There are a few drawbacks included, such as the continuation of enrichment at Natanz, though limiting the enrichment to a relatively low number of first generation centrifuges strictly limits Iran's enrichment capabilities. Jeffrey Lewis wrote here about the type of centrifuges used and how the number of total centrifuges operational is less important than how modern the centrifuges are.

Another possible downside to the JCPOA is the removal of sanctions. It remains unclear exactly under what circumstances the sanctions would be removed, how they would be removed, and if the conditions of removal are violated, how and how quickly the sanctions would be reimplemented. It seems as though only nuclear related sanctions are to be removed, which leaves quite a few sanctions left over.

One of the key components in the JCPOA is that the IAEA has to VERIFY and CONFIRM. Previously the IAEA has been unable to do this, so for this to be the case, Iran has to give MORE than it has in the past. This is a clear victory for the West. Also understated is the access to the supply chain granted under the JCPOA. If Iran were to secretly stash some nuclear materials and create a new nuclear site it would be much easier to take from an earlier stage in the process rather than from a facility that is already monitored by the IAEA.
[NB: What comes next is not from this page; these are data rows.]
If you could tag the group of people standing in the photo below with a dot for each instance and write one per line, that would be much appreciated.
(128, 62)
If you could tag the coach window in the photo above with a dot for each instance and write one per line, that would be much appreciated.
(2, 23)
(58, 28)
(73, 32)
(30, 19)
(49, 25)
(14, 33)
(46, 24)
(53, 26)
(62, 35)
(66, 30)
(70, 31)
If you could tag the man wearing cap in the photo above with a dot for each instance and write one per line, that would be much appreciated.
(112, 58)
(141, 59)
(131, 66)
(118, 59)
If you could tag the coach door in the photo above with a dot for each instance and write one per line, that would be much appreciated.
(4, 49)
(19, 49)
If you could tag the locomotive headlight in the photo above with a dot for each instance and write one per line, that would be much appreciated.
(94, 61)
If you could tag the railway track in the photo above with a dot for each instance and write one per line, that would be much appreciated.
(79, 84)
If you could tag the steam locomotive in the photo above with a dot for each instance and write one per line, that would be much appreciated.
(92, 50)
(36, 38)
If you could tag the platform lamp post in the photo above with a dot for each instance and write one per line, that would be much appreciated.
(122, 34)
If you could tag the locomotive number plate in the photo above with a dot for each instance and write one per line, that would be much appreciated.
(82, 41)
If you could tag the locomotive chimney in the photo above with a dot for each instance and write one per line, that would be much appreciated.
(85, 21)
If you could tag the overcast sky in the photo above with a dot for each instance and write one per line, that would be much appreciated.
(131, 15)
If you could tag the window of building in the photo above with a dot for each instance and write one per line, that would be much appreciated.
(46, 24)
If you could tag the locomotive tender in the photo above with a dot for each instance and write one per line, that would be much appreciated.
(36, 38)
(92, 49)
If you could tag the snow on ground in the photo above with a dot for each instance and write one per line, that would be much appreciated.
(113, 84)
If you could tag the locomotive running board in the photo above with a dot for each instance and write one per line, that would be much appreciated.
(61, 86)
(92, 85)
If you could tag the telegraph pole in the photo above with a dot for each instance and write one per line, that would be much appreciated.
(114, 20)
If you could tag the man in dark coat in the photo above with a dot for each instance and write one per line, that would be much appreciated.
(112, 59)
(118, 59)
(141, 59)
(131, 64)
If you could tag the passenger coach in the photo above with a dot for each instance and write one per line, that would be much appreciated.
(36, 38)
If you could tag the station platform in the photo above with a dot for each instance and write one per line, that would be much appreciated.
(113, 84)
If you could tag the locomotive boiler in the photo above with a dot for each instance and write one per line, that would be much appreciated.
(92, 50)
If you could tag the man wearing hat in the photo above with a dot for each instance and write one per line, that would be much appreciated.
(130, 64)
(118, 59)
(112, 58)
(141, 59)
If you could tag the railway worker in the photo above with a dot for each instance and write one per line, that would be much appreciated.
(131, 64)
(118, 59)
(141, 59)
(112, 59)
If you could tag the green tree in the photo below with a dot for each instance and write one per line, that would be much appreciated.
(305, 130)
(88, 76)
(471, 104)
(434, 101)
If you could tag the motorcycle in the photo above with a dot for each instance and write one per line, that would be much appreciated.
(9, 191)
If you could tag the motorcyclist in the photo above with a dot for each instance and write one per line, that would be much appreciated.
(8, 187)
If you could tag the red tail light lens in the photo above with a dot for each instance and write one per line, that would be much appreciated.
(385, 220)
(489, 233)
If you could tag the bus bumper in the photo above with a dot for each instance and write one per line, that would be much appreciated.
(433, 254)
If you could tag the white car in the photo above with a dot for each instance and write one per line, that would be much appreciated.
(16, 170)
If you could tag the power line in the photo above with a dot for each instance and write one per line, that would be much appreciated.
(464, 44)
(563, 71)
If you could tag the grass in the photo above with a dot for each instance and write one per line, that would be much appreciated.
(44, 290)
Overall the deal looks very good for the West, though it is still not signed and completed so terms may change. If this framework is in fact accurate, Iran has conceded a lot (with the exception of Natanz which in my opinion looks like this is what the P5+1 'gave up' in exchange for other concessions). It is quite telling that the conservative editor of Iran's Kayhan newspaper Shariatmadari said Iranian nuclear negotiators: "We've given them a horse with saddle and received back its corpse."
If the most anti-American factions of the Iranian elite are upset with the deal thinking they gave up too much, then it is a good deal for the West.